Rather than emergencies on the premiere episode, we see a small boy being treated for cat scratches and a woman undergoing liposuction. Certainly, not every case on ER is a bus crash and not every patient on Presidio Med will have only minor scrapes (the second episode featured a firefighter who was a burn victim). But the general set up is clear: as employees of a private hospital, the women doctors are far removed from ER‘s “masculine” action.

The doctors themselves have stereotypically feminine specialties or concerns. Harriet is an OB/GYN, and scenes of her delivering babies bookend the show’s debut. Jackie’s first operative act is the aforementioned liposuction procedure. Plastic surgery is not the exclusive domain of women (on the show, a 14-year-old boy later comes in wanting a nose job), but the pressure to conform to unrealistic body types and features has resulted in more women undergoing plastic surgery than men. Consequently, Jackie’s medical focus skews to a majority of female patients.

Even when their medical specialties are not specifically focused on women’s “issues,” the doctors’ “femininity” is frequently underlined. Jules has a growth on one of her ovaries and worries that she might not be able to have children. Rea is alternately troubled by her inattentive husband and tempted by Dr. Nicholas Kokoris (The Mummy‘s Oded Fehr), a mysterious doctor who follows her from Pakistan (where they worked together at the camp) in an attempt to woo her to his side. Babies and husbands dominate the lives of these characters, as babies and appearances dominate the professional lives of Drs. Lanning and Colette.

Whether through their medical focus (gynecology, plastic surgery), their personal problems (fertility, the other man), or their working environment (clean, quiet, and safe), the women doctors of Presidio Med neatly align with stereotypical notions of femininity. While they are ostensibly progressive models of successful professionals, Presidio Med offers nothing, other than their careers, to distance them from traditionally gendered roles or behaviors. While they are at the pinnacle of their careers in a male-dominated line of work, they are also very much conventional “women.”

This kind of stereotyping is not limited to the women (or even American) characters, however. The show also mobilizes conservative masculine stereotypes: the only male doctor on staff, Dr. Matt Singerland (Paul Blackthorne), gets into a fistfight while playing basketball, is dumped by one blonde before immediately trying to pick up the next, and obsesses about sports. With his British accent, Singerland comes off as a testosterone-charged version of Hugh Grant, without any of the polite behavior.

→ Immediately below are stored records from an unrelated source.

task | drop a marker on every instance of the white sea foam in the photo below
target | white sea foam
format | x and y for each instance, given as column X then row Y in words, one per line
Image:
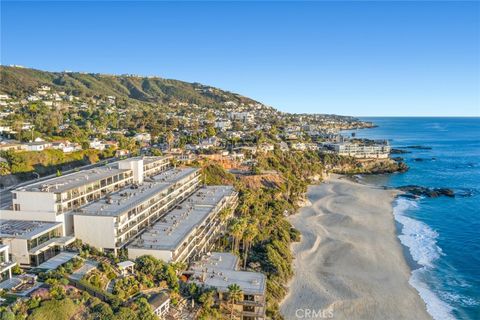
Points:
column 420, row 239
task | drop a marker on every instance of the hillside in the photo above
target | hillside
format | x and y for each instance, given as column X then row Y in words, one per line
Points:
column 17, row 81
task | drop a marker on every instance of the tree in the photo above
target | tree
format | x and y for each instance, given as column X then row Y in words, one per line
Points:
column 125, row 314
column 234, row 294
column 236, row 229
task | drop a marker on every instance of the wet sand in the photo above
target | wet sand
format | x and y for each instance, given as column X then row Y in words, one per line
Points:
column 349, row 263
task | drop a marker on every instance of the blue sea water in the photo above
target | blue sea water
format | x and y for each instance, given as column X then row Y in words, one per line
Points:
column 442, row 235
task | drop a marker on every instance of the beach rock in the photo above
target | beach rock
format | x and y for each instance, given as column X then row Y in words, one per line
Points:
column 416, row 147
column 409, row 196
column 427, row 192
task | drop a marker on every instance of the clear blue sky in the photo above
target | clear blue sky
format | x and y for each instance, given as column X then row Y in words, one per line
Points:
column 354, row 58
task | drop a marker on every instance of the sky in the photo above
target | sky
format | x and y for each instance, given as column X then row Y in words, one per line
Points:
column 382, row 58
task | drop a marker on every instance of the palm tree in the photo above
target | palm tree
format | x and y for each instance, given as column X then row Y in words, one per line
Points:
column 235, row 293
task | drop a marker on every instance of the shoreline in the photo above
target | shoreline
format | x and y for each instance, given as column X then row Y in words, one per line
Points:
column 350, row 264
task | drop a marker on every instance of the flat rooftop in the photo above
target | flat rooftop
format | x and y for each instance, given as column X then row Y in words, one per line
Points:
column 122, row 201
column 152, row 159
column 219, row 270
column 171, row 230
column 21, row 229
column 73, row 180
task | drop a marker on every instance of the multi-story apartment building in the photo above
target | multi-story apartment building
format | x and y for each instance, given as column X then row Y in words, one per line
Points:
column 189, row 230
column 6, row 263
column 220, row 270
column 365, row 151
column 110, row 223
column 33, row 242
column 154, row 165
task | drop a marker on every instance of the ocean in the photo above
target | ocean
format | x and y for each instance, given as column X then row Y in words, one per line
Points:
column 441, row 235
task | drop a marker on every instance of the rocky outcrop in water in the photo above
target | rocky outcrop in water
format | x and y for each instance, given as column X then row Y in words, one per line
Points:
column 414, row 191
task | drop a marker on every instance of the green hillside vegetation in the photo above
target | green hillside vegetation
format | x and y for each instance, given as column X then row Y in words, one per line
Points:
column 259, row 232
column 48, row 161
column 56, row 310
column 16, row 81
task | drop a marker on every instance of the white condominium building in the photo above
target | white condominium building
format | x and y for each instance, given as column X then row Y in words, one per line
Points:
column 189, row 230
column 110, row 223
column 219, row 270
column 33, row 242
column 6, row 264
column 54, row 199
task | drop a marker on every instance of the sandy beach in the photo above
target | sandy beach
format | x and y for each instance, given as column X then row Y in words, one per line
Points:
column 349, row 263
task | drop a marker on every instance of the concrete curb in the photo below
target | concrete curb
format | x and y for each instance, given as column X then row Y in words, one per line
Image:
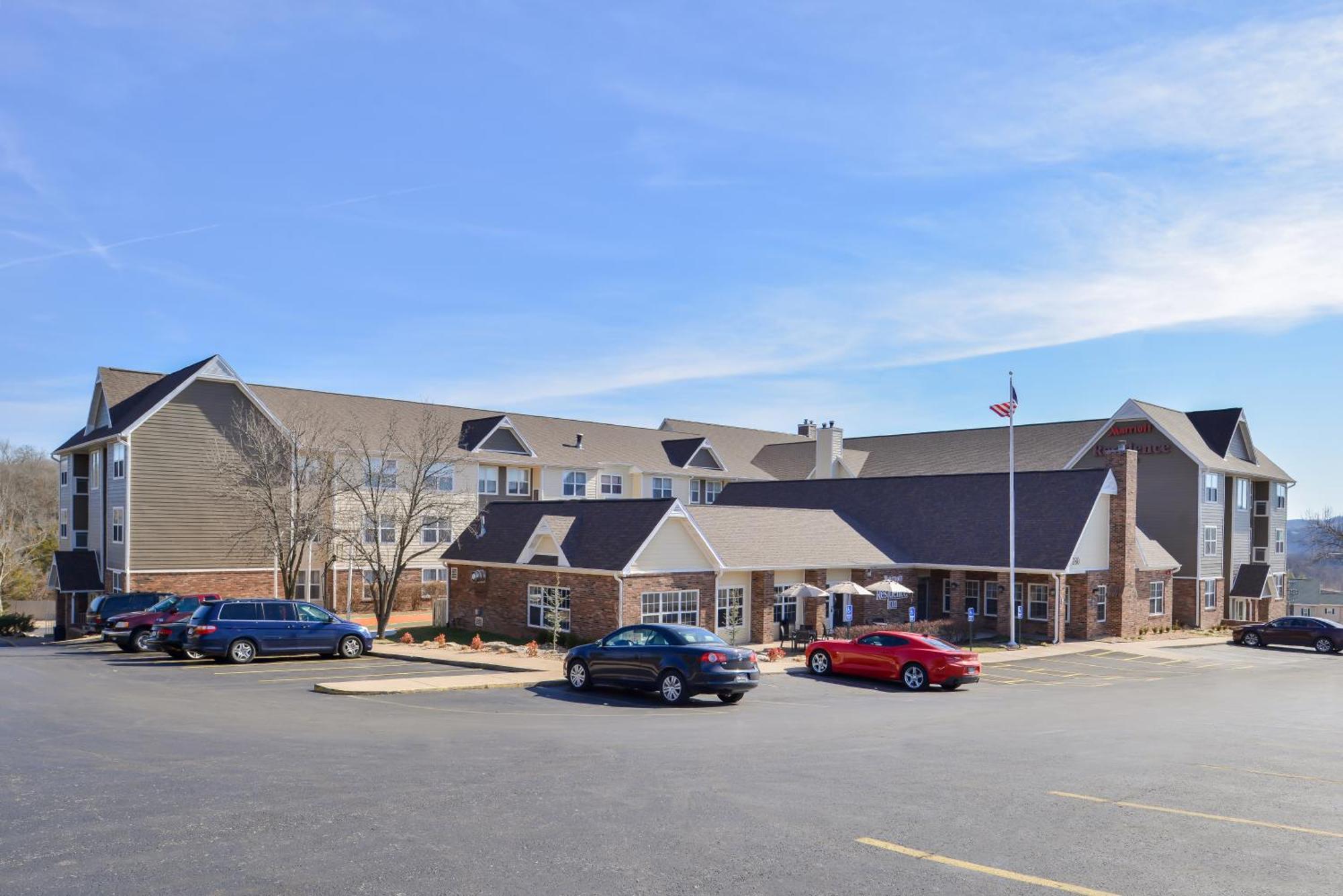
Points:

In light of PM‘s stereotypical representations, ER, ironically and despite its preponderance of male protagonists, offers a more unusual woman doctor in Kerry Weaver (Laura Innes, this month’s Advocate cover girl), a lesbian who runs the emergency room with efficiency and authority. As a lesbian with authority in a difficult situation, Weaver’s sexuality expands the usual concept of professional women in the workplace. By comparison, Presidio Med‘s highly feminized doctors conform to a much more rigid set of social expectations about women. Weaver, of course, is only one woman on ER. Nonetheless, she pushes expectations and possibilities much further than Presidio Med does.